As I understand internationalized email (RFC6530, RFC6531, RFC6532, RFC6533) is still in the experimental phase, but an expression validating these addresses would also be interesting.

要使答案普遍有趣,如果任何正则表达式为POSIX格式,那将是很好的选择.

To make the answers universally interesting it would be nice if any regular expressions were in POSIX format.

推荐答案

嵌套的注释使电子邮件地址的语法不规则(无上下文).但是,如果您排除注释,则语法是正常的.主要定义允许在词法标记(例如a @ b.com)之间使用(折叠)空格.删除所有折叠的空白将产生规范形式.

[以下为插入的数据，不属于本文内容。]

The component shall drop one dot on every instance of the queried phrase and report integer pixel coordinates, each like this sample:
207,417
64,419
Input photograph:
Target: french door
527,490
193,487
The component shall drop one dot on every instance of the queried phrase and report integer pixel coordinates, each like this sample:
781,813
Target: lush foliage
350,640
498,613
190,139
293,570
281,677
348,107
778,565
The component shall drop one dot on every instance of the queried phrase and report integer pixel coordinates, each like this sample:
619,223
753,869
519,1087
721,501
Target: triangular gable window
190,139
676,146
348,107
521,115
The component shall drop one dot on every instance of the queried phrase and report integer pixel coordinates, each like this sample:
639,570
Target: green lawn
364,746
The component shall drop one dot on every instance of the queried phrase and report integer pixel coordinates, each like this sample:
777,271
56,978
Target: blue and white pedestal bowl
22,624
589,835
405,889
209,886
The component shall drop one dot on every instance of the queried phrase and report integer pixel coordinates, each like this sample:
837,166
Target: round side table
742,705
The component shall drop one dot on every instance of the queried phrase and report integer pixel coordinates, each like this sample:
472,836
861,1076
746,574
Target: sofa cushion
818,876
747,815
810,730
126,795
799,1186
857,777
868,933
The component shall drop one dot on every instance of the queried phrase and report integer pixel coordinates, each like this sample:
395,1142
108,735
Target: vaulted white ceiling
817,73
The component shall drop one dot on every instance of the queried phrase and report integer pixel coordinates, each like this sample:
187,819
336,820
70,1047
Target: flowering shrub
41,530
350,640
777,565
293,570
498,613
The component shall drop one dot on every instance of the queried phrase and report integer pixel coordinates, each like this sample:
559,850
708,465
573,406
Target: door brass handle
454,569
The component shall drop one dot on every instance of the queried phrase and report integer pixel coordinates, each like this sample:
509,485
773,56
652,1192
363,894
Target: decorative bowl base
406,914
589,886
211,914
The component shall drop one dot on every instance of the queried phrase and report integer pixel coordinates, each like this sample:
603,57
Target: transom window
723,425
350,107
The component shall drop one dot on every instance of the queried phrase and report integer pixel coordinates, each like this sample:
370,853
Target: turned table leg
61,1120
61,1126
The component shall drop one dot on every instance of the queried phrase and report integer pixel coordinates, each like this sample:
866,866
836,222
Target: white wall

Nestable comments make the grammar for email-addresses irregular (context-free). If you preclude comments however, the resulting grammar is regular. The primary definition allows for (folding) whitespace between lexical tokens (e.g. a @ b.com). Removing all folding whitespace results in a canonical form.

这是根据RFC 5322(不包括注释)的规范电子邮件地址的正则表达式:

This is the regex for canonical email addresses according to RFC 5322 (precluding comments):

([!#-'*+/-9=?A-Z^-~-]+(\.[!#-'*+/-9=?A-Z^-~-]+)*|"([]!#-[^-~ \t]|(\\[\t -~]))+")@([!#-'*+/-9=?A-Z^-~-]+(\.[!#-'*+/-9=?A-Z^-~-]+)*|\[[\t -Z^-~]*])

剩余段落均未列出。